The DHS declined to comment on the decision. The Justice Department, which represented the agency, also declined to comment.

DACA provides deportation protection and work permits to young, undocumented immigrants who came to the U.S. as children. There are approximately 673,340 immigrants currently in the program.

Supreme Court Action?

The Fourth Circuit joins the Ninth Circuit in San Francisco in finding that the decision to end DACA was unlawful. The current lack of a split among the federal appeals courts decreases the chance that the U.S. Supreme Court will take up the issue.

In November, the administration asked the Supreme Court to hear the DACA arguments, bypassing the Ninth Circuit as well as two cases pending before the Second and District of Columbia circuits. The Ninth Circuit decision came three days after the government’s request. The justices haven’t said one way or another what they will do with the cases.

“Maybe they were waiting to see how the circuit courts ultimately came out, or maybe this was a more delicate policy for them,” Wadhia said. The DACA cases also don’t involve the “same set of factors” as the travel ban case, which involved a grant of broad authority to the president and judicial avoidance of political matters involving foreign policy and national security, she said.

But Christopher Hajec, director of litigation for the Immigration Reform Law Institute, thinks the Fourth Circuit decision may put the justices over the edge toward taking the case. It “strikes the public as bizarre” that one president can set up a program that his successor can’t rescind, he said.

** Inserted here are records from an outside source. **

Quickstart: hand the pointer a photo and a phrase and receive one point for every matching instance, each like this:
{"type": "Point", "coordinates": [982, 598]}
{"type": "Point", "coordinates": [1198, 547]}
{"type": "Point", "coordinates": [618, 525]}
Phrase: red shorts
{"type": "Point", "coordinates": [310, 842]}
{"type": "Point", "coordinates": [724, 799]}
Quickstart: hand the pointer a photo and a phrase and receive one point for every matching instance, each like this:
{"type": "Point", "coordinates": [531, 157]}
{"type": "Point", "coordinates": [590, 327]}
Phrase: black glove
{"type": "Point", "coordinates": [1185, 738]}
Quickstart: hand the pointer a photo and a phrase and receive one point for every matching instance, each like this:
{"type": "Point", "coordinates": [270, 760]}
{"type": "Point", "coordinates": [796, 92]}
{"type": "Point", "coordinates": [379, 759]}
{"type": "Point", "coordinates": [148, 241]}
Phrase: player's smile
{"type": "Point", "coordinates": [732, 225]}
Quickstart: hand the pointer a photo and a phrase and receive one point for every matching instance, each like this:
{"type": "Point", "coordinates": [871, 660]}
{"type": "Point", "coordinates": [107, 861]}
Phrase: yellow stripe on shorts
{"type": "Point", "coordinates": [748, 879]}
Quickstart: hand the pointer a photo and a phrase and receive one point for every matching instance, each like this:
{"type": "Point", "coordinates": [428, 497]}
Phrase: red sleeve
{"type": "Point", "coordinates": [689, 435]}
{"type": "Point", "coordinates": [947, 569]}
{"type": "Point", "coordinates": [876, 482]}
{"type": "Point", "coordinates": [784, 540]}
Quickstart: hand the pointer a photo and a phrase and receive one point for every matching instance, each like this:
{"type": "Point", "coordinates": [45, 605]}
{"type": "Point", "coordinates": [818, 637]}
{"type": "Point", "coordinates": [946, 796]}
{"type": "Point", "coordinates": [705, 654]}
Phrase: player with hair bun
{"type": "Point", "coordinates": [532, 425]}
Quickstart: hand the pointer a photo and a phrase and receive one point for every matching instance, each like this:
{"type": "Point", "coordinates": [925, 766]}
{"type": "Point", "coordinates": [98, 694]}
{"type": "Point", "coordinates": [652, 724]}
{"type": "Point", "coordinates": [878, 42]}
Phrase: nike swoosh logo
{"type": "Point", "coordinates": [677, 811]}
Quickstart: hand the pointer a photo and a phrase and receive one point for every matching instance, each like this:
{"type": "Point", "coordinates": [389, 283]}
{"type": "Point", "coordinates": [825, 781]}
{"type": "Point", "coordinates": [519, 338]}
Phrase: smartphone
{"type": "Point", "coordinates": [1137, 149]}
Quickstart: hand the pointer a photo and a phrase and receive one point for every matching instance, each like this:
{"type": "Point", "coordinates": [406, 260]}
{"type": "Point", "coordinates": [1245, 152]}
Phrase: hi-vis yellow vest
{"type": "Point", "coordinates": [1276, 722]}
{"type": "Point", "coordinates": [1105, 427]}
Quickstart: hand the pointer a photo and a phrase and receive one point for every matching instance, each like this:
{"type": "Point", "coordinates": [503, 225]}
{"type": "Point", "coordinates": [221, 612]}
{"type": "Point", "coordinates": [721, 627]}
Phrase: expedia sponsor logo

“It’s kind of a replay of the travel ban litigation,” although “with less urgency,” said Ilya Shapiro, director of the Robert A. Levy Center for Constitutional Studies at the libertarian Cato Institute. There’s no circuit split, but at the same time the justices tend to weigh in when the lower courts have stopped the government from taking a certain action, he said.

The decision comes a day after President Donald Trump formally announced the White House’s new immigration plan, which would overhaul the legal immigration system to shift emphasis from family unification to a “merit-based” system. The plan, which is widely considered dead on arrival, is devoid of any mention of DACA or other undocumented immigrants already in the U.S.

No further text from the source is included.